Our dear colleague Levi Bryant continues to grapple with Derrida, as the push-back he’s received has made him wonder if his reading might be wrong after all. After some study, however, he’s decided to stick with his reading, supported by the famous “there’s nothing outside the text” passage. In a comment to the post, I develop the possibility of what I call Kantian and Hegelian readings of Derrida, which I’d like to put forward in a more schematic way.
- The Kantian reading: Kant famously argues that we have no access to the things themselves unmediated by the a priori structures of human experience (most notably time and space). In the Kantian reading of Derrida, he repeats this move but with the proviso that the structure of human experience is fundamentally linguistic in character. Drawing from structuralist linguistics, he specifices that this means human experience is structured by relations with no positive terms, such that the Kantian a priori structures of time and space become deferral and difference, respectively — or, generalizing to a more fundamental principle, human experience is structured by differance. [A note: I've always been annoyed that the standard translations leave this term in French. Simply misspelling the English word seems better to me.] The thing itself is always, as it were, in retreat from us, and we will never catch up — all we can know is the trace that ultimately points to its perpetual absence.
- The Hegelian reading: In this reading, all of the above would still be true (and therefore the fact that Levi finds evidence for the Kantian reading would be no counterargument) — but instead of viewing the play of differance as an obstacle between us and the objects, it would posit differance as an inherent obstacle within all objects. In this view, the problem isn’t that we can’t get at objects beyond the play of differance, but rather that there just is no such thing as “objects” in the sense of a self-consistent self-presence. The way that human beings relate to the “outside” is just a special case of the way that all objects relate to each other, opening the path for a deconstructive ontology. This reading of Derrida seems to me to be the dominant trend among his most prominent and creative followers, including Nancy, Malabou, and Hagglund.
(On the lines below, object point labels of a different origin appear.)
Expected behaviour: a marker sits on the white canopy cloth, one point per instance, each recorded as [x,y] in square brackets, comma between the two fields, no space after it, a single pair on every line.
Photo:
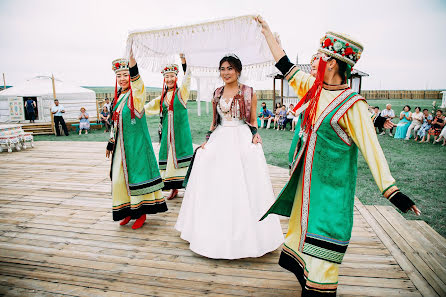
[204,44]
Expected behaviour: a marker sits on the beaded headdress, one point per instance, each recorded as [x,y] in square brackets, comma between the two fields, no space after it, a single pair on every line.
[341,47]
[171,68]
[120,64]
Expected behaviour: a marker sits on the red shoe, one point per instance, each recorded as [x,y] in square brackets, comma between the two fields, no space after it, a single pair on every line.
[139,222]
[173,194]
[125,221]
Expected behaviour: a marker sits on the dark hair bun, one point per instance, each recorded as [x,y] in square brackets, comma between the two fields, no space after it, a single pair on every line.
[234,61]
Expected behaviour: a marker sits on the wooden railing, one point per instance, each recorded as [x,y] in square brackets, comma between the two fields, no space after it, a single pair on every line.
[268,95]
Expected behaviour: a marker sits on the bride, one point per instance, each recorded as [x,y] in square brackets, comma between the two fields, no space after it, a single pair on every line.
[229,187]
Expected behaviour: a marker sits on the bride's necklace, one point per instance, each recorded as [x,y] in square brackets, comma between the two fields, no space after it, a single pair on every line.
[225,104]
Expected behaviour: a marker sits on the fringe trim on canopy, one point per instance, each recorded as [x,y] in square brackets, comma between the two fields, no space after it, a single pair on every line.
[154,48]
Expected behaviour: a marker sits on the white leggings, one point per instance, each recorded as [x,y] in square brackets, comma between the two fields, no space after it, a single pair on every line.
[415,127]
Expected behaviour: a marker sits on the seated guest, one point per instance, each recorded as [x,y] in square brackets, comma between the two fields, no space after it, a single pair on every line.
[105,118]
[289,117]
[84,123]
[381,122]
[442,135]
[404,123]
[417,120]
[425,126]
[276,115]
[388,113]
[265,115]
[437,125]
[282,117]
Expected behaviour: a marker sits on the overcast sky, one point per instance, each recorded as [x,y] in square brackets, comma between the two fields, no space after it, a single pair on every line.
[404,40]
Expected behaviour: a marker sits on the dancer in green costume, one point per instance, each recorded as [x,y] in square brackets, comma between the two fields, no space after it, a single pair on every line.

What seems to be causing problems for Levi in accepting the Hegelian reading is the fact that Derrida is constantly using linguistic terms, but Derrida’s point in “mutating” such terms to more general and sometimes barely recognizable meanings is to highlight the fact that there is no “proper” or “natural” way to speak of such things. By using linguistic terms for his “ontological” claims (though doubtless he’d be uncomfortable with characterizing things this way), he is actually emphasizing that language does not exhaust of “fit with” being — because, by definition, nothing “fits,” nothing can find a stable point of rest.